Study after study shows that the way a parent behaves toward a child with ADHD — the attitudes and strategies the parent brings to bear to control symptoms — is a major factor in the way the child behaves. That’s why the American Academy of Pediatrics (AAP) recommends parent or teacher-administered behavior therapy for ADHD. For some age groups, the AAP recommends medication only if behavior therapy doesn’t provide “significant improvement.”

There are dozens of customized programs for the behavioral treatment of ADHD, and hundreds of books on the subject. (My research assistant counted 492.)

Here are a few behavior strategies for parents — strategies that my three decades of experience have shown will likely help you and your child.

Trust the Top Expert on Your Child: You

Not teachers. Not friends or relatives. Not the doctor. Not even other parents who have a child with ADHD. You live with your child, day after day. You know his unique potential — his energy, passions, curiosity and creativity, qualities that can get buried under distractibility, impulsiveness, and restlessness.

The best strategies for making sure your child gets what she needs to thrive will come from your own instincts, intuition, and intelligence. There are as many approaches to behavioral management as there are children, and you are the one to decide on the best approach for your child.

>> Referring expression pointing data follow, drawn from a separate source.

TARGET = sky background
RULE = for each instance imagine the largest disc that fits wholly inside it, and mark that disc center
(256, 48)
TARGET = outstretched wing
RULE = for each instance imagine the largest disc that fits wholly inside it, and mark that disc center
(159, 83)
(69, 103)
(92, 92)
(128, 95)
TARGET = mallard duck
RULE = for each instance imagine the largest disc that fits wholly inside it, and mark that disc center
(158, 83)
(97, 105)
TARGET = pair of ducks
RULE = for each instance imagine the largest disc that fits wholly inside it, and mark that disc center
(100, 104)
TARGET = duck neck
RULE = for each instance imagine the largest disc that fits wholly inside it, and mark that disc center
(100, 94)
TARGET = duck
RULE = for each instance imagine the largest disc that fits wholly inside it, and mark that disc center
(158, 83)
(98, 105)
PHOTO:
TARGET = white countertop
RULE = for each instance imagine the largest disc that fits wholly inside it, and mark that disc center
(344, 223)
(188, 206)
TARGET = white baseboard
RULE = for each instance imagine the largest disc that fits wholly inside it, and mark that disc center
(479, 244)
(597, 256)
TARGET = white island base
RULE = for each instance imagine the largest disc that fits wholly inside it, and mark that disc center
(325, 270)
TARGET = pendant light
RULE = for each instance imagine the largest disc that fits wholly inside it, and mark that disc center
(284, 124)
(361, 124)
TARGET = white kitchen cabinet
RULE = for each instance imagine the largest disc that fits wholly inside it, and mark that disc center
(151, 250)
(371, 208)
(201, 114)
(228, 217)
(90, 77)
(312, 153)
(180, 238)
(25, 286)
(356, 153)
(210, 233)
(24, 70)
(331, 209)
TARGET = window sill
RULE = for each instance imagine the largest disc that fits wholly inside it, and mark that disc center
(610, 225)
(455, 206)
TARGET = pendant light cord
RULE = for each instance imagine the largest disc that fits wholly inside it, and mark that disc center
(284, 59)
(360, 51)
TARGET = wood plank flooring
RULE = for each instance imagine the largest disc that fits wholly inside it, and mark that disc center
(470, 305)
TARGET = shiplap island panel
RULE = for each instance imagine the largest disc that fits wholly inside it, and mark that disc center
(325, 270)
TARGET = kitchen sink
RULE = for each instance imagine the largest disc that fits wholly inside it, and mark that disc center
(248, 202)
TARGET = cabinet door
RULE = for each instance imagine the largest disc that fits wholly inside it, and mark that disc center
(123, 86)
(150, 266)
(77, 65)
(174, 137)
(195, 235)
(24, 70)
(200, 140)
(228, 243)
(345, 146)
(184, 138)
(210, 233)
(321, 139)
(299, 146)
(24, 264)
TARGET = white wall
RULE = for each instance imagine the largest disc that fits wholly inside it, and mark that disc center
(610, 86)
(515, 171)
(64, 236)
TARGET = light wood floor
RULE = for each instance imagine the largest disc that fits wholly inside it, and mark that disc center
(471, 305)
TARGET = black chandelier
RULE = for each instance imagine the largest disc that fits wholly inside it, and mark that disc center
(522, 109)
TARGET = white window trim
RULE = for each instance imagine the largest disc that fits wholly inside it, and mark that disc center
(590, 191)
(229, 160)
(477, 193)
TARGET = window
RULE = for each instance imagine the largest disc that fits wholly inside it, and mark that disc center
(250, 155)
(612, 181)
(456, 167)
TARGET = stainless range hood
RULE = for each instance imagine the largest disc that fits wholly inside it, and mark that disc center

[Get This Free Guide to Better Behavior Through Therapy]

ADHD Is Not ‘Bad Behavior’

I have asked thousands of children on their visits to my office the same question: “If you could change one thing with a magic wish — and it can be anything at all — what would you change?” Most children wish they could make school disappear or have a recess that’s eight hours long, or get a dog, or a pony, or take a trip to the moon, or eat ice cream.

Most kids with ADHD make the same wish. And it’s not for a daily banana sundae. Nearly every one wishes that his behavior could magically improve or that he could pay attention better. And he wishes Mom and Dad wouldn’t get so upset at him anymore. Hearing this helplessness from so many children with ADHD — hearing how much they don’t want to be “bad” — I realize that kids with ADHD are asking for help for symptoms that they cannot control.

Your child is not deliberately willful, disobedient, scattered, demanding, obnoxious, aggressive, or lazy. ADHD is not a “behavior problem” or a “discipline problem.” ADHD is a neurological, genetic, nutritional, and environmental medical disorder that imbalances the brain.

Bottom line: Your child is not a bad child. You are not a bad parent. Nobody is to blame for ADHD. Therefore, assigning blame for your child’s bad behavior — and trying to correct it with criticism — is useless.